Il fallimento in Europa obbliga il Milan a riflettere sugli errori commessi. Le responsabilità sono in primis di allenatore, giocatori, ma anche società che in estate non ha allestito una rosa profonda e composta da alternative all'altezza dei titolari. La nuova proprietà ha dovuto operare in poco più di un mese, il che ha reso molto difficile trattare e allestire la rosa.
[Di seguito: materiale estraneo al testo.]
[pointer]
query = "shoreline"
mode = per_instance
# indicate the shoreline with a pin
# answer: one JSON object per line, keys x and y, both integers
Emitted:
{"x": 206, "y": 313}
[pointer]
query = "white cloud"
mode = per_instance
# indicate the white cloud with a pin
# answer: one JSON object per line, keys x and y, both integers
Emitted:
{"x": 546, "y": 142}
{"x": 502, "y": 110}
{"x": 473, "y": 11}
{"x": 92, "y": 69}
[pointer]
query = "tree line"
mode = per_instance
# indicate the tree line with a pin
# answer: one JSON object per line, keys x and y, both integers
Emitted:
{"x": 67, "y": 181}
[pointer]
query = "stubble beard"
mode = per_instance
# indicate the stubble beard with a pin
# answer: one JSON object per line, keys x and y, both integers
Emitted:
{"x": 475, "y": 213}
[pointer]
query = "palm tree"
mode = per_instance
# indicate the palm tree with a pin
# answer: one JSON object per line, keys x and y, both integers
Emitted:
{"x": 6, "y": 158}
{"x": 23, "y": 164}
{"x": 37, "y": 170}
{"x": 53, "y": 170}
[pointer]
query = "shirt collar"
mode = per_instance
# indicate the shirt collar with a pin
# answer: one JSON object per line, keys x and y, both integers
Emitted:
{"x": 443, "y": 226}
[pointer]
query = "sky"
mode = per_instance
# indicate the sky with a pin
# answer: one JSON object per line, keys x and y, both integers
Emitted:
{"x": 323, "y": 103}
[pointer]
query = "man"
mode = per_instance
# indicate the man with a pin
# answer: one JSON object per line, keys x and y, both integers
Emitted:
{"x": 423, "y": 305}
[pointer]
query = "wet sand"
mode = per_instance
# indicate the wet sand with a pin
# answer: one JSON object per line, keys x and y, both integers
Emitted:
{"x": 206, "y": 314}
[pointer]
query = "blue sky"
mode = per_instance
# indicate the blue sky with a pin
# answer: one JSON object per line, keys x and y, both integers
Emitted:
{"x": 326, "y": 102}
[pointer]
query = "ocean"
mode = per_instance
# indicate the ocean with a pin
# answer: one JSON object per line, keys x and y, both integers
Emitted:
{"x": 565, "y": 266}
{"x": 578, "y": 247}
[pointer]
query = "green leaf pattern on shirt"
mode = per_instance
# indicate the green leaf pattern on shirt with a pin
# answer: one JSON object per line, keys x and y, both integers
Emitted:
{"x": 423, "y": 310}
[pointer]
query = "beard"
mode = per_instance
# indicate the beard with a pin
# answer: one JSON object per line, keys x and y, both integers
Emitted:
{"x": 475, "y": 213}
L'attenuante, dunque, c'è per Maldini e Leonardo, ma a conti fatti il mercato è piuttosto negativo. E' vero è ancora presto e tutto può ancora cambiare, ma a metà stagione Castillejo e Laxalt non si sono dimostrati all'altezza. Higuain ha fallito nel complesso il tentativo di rilanciarsi dopo una stagione sottotono e Caldara ha passato più tempo in infermeria che in campo. Resta l'unica nota lieta, che porta il nome di Tiémoué Bakayoko.
AC Milan v Parma Calcio - Serie A
Il centrocampista francese dopo un avvio di stagione da mani nei capelli si è lentamente preso sulle spalle la mediana rossonera in coppia con Kessié. La sua opzione di riscatto col Chelsea è comunque fissata ad una cifra altissima: ben 35 milioni. Resta, dunque, molto improbabile la sua permanenza al Milan anche per la prossima stagione (a meno di un grosso sconto da parte dei Blues), a maggior ragione dopo la sentenza UEFA arrivata ieri da Nyon.